# How long after birth were you able to do the Deed



## Marilyne

Hi Ladies,

Im just wondering how long after birth did it take you to be able to have sex again (without it hurting).?


----------



## JillMc

After I had my daughter I was told to wait 6 weeks before "getting busy" but me and my hubby coulnd make it that long. I think it was right around 4 weeks after giving birth and we took it slow. That is the key for the first few times is to take it really really slow in the begining....GOOD LUCK!!!


----------



## Dahlia2007

We waited around 7-8 weeks after our first. It hurt because of my episiotomy being sensitive. I would say it took another 2-3 months after that for sex not to be an issue.


----------



## lisej

Ughhhh, it took at least 6 months before we could even manage to have sex for just a few minutes and another few months before it barely hurt. Everything was back to normal by a year aftyer the birth, but it was oh so painful and weird for months and months afterwards. I had some tearing and an episiotomy, but I know a lot of people who've had the same but stopped being in pain much sooner.


----------



## zombiedaisy

With my first, it took a couple of months before I was brave enough to try, and even then it was sore and we had to take things slow. However, with my daughter I had a very quick recovery and at 2-3 weeks I had already stopped bleeding. We took it extremely slow, and by 6 weeks, we were back to normal. Hoping it goes as smoothly this time around as well.


----------



## dan-o

About 4 weeks I think, I had to wait for my graze to heal. Felt a bit odd until about 6 months pp.


----------



## Tjkitty

4.5 weeks, but it was a bit uncomfortable, OH just needed to know I loved him enough to try!


----------



## Aoifesmum12

We did the deed after 3 weeks.... i agree take it very slow!! I have to say though i was very lucky in the fact that i was up and back to normal within 2/3 days of giving birth (apart from a couple of stiches).... just go with how u feel hun xxxx


----------



## sowanted

Tjkitty said:


> 4.5 weeks, but it was a bit uncomfortable, OH just needed to know I loved him enough to try!

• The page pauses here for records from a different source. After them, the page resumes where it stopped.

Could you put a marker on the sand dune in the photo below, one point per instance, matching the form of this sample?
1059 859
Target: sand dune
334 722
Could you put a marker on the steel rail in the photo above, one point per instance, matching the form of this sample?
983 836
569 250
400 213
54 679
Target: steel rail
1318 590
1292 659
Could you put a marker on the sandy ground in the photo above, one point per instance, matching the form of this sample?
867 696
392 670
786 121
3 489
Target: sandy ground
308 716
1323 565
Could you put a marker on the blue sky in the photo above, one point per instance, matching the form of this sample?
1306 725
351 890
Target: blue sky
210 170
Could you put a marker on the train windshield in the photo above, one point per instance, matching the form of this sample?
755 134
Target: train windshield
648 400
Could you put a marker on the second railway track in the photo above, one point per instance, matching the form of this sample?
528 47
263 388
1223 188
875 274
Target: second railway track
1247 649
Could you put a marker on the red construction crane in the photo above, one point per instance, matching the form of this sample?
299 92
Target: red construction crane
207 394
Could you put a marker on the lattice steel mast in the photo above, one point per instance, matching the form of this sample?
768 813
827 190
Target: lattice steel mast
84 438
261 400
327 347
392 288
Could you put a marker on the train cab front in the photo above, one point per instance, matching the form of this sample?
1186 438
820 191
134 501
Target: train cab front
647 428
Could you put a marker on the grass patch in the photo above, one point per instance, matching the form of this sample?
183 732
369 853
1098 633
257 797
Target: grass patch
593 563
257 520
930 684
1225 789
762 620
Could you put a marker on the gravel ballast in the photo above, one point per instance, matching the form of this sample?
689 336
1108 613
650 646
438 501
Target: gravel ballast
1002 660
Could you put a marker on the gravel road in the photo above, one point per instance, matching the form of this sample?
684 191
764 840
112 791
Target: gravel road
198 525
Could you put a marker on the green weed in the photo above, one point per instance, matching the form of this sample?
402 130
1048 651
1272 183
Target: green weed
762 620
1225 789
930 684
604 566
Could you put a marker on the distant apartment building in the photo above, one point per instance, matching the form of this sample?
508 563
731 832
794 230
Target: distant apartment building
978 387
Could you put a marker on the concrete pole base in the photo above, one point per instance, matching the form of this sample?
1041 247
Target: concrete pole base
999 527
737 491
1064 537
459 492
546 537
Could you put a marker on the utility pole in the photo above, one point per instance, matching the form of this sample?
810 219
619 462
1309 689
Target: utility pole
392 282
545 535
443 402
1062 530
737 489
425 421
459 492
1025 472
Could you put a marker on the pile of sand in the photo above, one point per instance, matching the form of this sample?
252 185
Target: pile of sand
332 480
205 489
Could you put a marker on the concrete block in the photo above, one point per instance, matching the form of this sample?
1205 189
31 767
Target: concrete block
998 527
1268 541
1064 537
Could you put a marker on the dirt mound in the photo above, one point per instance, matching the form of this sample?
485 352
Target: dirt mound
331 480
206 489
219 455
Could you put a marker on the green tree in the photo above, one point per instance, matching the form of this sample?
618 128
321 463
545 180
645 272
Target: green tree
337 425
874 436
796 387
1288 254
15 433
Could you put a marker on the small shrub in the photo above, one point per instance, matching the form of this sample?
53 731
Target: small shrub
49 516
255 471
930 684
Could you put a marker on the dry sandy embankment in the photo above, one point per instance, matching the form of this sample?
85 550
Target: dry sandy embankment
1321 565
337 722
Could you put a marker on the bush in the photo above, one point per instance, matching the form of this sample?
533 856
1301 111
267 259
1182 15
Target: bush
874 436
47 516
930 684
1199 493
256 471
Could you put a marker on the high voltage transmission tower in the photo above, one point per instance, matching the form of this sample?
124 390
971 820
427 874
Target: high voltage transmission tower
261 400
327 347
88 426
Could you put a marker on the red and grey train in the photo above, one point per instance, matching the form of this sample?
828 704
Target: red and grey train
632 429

Do you mean he was frightened he might hurt you? Not sure I understand.


----------



## tashyluv

I think we tried after about 8/10 weeks but it just didn't feel right so we just took it slow and took each week by week. I think it took about a year for it to feel properly normal again and for me to feel totally relaxed about it

This was with a 2nd degree tear btw. xxx


----------



## clarsair

8 weeks, after a c-section. Just moving generally was sore for a long time.


----------



## Erised

somewhere between 6 to 8 weeks before I even dared to try (episiotomy), and another 2 months or so before it started to feel more normal again.


----------



## Krippy

4 weeks after natural birth with episiotomy and tear. I healed surprisingly fast and well...even my Dr. was surprised when she gave us the go ahead!


----------



## Ms. Shortie

6 weeks after getting the go ahead from the doctor. 

P.S. unless you want to be like Tori Spelling don't forget to consider some kind of birth control. ;)


----------



## addizmnz

I had an episiotomy too, and the doctor gave me strict orders to wait 6 weeks. 

At 4 weeks I was still pretty sore and thinking "there is no WAY I will be able to have sex at 6 weeks!" But the last two weeks made a big difference for me. It didn't feel completely back to normal for me until about 10 weeks post partum.


----------



## bumblebeexo

We DTD last night, and it didn't hurt! I had third degree tears as well so I was expecting it to be quite painful. I had my baby 5 and a half weeks ago, so I think it was quite good going! :haha:


----------



## ladylou86

i had a tear with my first but had no stiches we dtd at 4 weeks n it hurt like hell tried again at 5 it still hurt but by 6 weeks i felt fine 

then with my 2nd we had it after 2 weeks it felt fine n we went back to our normal 3 times a week from then on :)


----------



## MrsNorthman

I waited about 2 months and took it really slow as it was a bit uncomfortable although not as bad as I thought it would be as I also had stitches so was really petrified about doing it tbh. 

Havent done a lot since then but each time it does feel better, although not sure if I will ever truly feel normal down there again :blush:


----------



## clairylou78

i had emergency section and we managed at 4 weeks as i was pretty keen haha didnt stay that way mind i went right off for a while few weeks after think i was too knackered


----------



## MrsBNo4

It obviously depends on how hard/easy labour was as with all three babies after 1-2 weeks all was fine. I didn't have any stitches or grazes with any.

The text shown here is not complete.